Quote:
Originally Posted by andrew You've been on what, one date? It's dating, you're supposed to date numurous people. Then after a while you find you like one particular person the most, you eventually cut ties with the others and start a one on one relationship.
I can understand if it's been like a year or 2, but you just started dating, I don't see what the problem is. He really doesn't need to be justifying himself like that though, and in such lost his chances with you. If you prefer to be one on one right away, it's your choice, but it will take you a lot longer to find that *one special someone* that way than it would be to see a few people here and there and be open about it. |
I didn't mean to sound selfish about it.

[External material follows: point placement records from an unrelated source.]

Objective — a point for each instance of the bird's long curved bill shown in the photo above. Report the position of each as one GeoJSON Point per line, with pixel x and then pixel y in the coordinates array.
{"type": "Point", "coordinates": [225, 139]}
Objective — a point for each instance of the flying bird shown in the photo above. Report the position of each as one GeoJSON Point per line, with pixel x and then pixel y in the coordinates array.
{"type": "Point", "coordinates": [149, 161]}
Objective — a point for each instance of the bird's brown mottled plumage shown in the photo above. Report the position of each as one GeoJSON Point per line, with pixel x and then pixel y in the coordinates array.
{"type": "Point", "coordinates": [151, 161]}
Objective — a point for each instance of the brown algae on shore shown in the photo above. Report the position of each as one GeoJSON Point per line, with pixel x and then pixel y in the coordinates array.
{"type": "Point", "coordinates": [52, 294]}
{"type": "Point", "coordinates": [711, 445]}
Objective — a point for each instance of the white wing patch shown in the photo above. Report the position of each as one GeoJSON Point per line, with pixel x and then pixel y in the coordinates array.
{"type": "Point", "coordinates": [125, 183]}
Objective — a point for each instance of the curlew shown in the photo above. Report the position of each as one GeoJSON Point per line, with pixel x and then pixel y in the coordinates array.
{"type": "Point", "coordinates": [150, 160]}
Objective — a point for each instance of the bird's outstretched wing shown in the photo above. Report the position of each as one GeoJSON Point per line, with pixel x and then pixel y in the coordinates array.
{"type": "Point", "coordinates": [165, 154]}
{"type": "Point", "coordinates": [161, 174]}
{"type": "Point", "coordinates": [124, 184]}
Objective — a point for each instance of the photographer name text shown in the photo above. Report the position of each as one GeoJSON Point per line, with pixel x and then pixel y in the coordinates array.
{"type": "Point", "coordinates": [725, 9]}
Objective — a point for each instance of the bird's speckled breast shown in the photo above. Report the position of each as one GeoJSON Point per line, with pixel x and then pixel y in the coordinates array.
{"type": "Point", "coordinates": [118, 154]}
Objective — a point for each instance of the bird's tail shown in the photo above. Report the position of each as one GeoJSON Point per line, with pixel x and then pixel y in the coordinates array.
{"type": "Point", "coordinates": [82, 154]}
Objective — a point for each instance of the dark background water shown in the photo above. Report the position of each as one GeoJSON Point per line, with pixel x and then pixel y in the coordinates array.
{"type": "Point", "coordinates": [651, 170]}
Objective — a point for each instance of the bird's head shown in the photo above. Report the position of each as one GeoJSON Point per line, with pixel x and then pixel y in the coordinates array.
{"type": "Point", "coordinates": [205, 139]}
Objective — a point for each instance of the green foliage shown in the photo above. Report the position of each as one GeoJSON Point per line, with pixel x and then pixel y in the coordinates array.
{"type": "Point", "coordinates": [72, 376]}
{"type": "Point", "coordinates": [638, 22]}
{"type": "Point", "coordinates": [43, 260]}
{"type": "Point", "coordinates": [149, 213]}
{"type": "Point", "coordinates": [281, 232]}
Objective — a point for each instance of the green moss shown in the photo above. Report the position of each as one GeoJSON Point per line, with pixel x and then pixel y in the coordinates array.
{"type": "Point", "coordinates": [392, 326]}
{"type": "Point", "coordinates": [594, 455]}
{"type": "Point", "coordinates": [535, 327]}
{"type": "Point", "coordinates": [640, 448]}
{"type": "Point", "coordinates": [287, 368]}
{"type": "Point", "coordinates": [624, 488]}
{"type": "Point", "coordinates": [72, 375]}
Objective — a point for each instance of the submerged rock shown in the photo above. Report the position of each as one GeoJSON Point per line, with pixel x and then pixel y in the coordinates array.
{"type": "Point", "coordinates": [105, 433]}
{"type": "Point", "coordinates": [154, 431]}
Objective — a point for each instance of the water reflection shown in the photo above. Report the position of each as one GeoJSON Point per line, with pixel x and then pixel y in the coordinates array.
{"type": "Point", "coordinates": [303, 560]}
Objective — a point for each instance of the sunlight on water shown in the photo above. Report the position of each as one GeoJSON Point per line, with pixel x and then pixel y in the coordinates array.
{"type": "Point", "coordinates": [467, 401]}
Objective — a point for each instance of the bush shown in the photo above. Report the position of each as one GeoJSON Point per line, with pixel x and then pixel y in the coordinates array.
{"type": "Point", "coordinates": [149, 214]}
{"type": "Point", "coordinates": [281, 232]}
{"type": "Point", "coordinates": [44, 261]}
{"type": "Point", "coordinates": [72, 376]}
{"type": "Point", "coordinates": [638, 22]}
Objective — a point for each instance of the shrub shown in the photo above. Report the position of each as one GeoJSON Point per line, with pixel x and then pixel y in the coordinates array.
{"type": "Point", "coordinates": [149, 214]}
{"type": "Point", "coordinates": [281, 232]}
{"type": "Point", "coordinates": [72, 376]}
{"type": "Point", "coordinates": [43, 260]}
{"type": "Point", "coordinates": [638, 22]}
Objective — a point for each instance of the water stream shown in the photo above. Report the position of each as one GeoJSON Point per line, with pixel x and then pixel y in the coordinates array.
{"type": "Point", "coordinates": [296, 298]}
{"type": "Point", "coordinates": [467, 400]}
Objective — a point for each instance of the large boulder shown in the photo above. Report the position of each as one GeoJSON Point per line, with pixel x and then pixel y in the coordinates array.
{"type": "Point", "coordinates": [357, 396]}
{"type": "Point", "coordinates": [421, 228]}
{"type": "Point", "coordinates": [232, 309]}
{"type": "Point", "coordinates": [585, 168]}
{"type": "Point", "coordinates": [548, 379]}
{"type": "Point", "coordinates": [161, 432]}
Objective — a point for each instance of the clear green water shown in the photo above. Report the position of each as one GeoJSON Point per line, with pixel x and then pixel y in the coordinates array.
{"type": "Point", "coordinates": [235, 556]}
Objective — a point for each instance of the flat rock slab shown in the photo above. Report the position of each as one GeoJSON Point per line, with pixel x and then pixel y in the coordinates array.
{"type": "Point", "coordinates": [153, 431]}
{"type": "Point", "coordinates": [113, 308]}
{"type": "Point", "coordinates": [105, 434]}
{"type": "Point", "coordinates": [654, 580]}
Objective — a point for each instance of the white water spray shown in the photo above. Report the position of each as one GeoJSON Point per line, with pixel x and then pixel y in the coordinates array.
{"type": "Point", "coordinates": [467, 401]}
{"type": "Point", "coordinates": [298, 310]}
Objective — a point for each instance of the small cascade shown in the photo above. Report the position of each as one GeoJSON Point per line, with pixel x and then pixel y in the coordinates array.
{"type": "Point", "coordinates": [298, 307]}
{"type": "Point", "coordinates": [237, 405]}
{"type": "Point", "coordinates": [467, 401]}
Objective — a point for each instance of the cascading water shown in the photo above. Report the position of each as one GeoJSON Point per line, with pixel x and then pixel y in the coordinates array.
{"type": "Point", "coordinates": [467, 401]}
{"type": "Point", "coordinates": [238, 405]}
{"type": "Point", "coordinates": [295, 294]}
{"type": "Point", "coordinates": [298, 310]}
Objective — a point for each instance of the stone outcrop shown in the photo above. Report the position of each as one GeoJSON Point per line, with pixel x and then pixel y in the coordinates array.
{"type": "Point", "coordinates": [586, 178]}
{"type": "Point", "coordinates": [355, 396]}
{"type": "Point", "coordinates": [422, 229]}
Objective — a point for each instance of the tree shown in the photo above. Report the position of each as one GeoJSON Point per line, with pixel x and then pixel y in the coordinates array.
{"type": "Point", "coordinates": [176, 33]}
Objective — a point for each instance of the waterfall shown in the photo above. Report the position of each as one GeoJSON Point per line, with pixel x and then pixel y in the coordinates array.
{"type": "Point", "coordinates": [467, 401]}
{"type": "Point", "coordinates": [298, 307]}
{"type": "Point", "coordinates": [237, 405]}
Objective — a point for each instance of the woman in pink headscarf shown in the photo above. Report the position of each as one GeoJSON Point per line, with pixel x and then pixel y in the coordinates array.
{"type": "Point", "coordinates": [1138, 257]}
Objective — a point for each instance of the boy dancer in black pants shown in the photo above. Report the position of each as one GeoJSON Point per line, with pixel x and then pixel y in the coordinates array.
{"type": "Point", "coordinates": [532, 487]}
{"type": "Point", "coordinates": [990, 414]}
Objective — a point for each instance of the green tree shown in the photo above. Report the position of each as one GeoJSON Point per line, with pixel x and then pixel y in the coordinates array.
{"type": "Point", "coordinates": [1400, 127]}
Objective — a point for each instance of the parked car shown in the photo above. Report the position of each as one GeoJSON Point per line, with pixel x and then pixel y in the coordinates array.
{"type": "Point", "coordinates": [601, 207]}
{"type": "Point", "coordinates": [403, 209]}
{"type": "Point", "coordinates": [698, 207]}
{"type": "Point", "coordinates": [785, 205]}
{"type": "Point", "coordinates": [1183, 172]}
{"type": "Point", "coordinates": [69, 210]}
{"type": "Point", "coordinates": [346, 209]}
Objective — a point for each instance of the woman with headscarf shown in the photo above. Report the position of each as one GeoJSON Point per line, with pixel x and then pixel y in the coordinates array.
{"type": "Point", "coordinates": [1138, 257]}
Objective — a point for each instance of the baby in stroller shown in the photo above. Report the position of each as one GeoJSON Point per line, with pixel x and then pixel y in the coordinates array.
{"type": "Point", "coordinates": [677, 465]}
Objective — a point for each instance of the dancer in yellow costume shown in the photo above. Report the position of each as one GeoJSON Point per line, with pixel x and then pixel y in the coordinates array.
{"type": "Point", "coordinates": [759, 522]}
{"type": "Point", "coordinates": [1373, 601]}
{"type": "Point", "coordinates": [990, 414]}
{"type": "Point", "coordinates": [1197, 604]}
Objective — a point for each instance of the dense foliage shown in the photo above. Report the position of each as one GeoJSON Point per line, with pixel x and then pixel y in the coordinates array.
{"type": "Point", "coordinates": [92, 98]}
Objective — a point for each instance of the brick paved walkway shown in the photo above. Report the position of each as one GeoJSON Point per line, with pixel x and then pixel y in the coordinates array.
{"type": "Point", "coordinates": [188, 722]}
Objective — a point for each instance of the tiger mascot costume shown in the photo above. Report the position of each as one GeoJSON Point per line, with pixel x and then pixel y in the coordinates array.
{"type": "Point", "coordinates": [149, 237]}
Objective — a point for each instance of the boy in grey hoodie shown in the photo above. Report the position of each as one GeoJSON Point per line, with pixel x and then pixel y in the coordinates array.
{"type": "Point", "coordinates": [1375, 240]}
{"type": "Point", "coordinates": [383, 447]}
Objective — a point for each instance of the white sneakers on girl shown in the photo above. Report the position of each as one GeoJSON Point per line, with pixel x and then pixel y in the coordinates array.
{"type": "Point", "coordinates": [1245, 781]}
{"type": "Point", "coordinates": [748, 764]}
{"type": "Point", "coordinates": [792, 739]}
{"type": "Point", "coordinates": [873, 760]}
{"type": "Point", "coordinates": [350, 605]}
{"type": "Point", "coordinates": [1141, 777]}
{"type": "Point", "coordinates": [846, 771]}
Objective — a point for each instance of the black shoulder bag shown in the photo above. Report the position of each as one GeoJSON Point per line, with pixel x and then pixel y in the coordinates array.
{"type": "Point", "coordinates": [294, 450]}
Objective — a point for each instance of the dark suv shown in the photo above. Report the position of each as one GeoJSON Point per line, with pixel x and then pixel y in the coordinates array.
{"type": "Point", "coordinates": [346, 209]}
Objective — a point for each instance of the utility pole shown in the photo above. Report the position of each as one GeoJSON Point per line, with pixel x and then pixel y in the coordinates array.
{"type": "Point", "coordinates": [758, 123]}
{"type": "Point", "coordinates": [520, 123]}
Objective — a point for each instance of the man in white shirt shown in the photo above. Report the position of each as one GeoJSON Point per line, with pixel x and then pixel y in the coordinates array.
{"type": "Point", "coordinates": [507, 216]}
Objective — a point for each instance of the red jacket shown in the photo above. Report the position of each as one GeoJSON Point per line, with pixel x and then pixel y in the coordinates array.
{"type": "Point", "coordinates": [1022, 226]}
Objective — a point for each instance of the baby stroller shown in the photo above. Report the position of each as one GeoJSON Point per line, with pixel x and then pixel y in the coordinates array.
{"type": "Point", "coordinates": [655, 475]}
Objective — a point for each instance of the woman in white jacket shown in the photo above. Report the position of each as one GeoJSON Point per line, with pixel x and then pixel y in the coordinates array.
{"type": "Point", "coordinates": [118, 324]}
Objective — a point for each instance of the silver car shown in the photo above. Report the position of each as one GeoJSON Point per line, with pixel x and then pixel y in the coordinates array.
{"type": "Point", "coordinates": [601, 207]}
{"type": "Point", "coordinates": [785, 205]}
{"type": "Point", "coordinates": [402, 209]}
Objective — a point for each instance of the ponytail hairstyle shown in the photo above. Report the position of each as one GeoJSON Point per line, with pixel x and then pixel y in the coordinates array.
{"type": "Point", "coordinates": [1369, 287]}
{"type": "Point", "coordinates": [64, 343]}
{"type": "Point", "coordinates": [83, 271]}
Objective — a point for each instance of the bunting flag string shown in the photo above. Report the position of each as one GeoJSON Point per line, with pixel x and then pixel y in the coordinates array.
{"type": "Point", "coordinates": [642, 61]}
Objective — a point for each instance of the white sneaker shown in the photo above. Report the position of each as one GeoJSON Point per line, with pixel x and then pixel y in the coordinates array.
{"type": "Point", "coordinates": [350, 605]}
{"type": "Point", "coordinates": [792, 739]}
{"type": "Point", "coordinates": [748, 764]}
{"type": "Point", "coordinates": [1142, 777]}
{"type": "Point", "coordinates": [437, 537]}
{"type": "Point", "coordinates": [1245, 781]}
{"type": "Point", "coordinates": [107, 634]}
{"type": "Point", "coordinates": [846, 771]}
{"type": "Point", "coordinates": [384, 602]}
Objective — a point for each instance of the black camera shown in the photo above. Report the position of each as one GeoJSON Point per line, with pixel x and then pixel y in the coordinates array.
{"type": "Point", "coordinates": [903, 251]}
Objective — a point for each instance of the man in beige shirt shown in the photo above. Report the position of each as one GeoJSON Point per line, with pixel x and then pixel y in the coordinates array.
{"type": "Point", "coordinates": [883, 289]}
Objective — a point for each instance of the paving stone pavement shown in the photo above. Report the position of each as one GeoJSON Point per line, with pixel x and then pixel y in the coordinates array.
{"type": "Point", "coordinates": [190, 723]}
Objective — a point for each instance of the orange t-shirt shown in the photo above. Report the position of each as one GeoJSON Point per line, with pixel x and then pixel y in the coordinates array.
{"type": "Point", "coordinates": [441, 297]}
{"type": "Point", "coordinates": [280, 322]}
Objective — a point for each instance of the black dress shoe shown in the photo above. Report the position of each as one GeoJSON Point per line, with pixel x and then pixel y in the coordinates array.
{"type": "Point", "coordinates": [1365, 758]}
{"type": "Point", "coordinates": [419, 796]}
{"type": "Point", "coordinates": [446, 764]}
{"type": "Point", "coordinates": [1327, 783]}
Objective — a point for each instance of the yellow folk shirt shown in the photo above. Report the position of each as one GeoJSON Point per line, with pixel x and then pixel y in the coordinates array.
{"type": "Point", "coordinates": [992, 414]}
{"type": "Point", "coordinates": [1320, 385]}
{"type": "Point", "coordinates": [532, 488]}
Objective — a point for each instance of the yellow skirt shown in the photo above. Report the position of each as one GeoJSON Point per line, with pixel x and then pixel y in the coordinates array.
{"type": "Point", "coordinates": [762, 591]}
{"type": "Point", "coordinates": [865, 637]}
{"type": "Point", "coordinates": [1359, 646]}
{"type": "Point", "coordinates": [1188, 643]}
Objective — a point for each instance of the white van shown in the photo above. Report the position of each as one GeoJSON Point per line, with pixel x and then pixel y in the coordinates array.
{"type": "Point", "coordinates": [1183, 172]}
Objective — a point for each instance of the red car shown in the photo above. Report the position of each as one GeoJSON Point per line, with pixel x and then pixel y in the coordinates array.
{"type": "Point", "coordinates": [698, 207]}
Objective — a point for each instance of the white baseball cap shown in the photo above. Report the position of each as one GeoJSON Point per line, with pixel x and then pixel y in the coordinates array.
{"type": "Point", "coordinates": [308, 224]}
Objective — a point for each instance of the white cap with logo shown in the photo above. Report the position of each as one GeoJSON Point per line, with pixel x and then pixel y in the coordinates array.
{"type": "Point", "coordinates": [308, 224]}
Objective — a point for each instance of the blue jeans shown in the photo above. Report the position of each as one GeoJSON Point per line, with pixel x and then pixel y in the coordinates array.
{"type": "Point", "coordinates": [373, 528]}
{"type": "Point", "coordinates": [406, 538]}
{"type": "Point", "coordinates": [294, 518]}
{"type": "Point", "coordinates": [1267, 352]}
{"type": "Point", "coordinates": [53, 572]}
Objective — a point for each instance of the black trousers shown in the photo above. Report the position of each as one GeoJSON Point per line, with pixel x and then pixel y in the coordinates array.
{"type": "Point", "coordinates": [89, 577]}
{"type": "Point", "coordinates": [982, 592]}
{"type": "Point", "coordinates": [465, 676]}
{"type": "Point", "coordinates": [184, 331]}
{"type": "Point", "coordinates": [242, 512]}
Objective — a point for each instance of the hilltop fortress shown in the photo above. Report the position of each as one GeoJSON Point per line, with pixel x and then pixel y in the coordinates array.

I just figured I'd back off since he's already been with both of these other girls for years and I don't feel like trying to compete in the "girlfriend" area, when there are other guys out there who are not in an established relationship at this time. I understand that at first people can date multiple people--but that's not what this particular situation is about.
@Michael Chui: To respond to your earlier post--I understand where you're coming from. Love is not finite. However, I'd rather give this guy my love as friendship than as romantic love now that I know about the situation. This is because I would not be comfortable with the situation. Instead of "splitting the child" as in the parable you cited, I will be like the mother who let the child go to the other woman, and give up my claim to him.
In my case, I am looking for a one-on-one romantic relationship, but new friends are always welcome.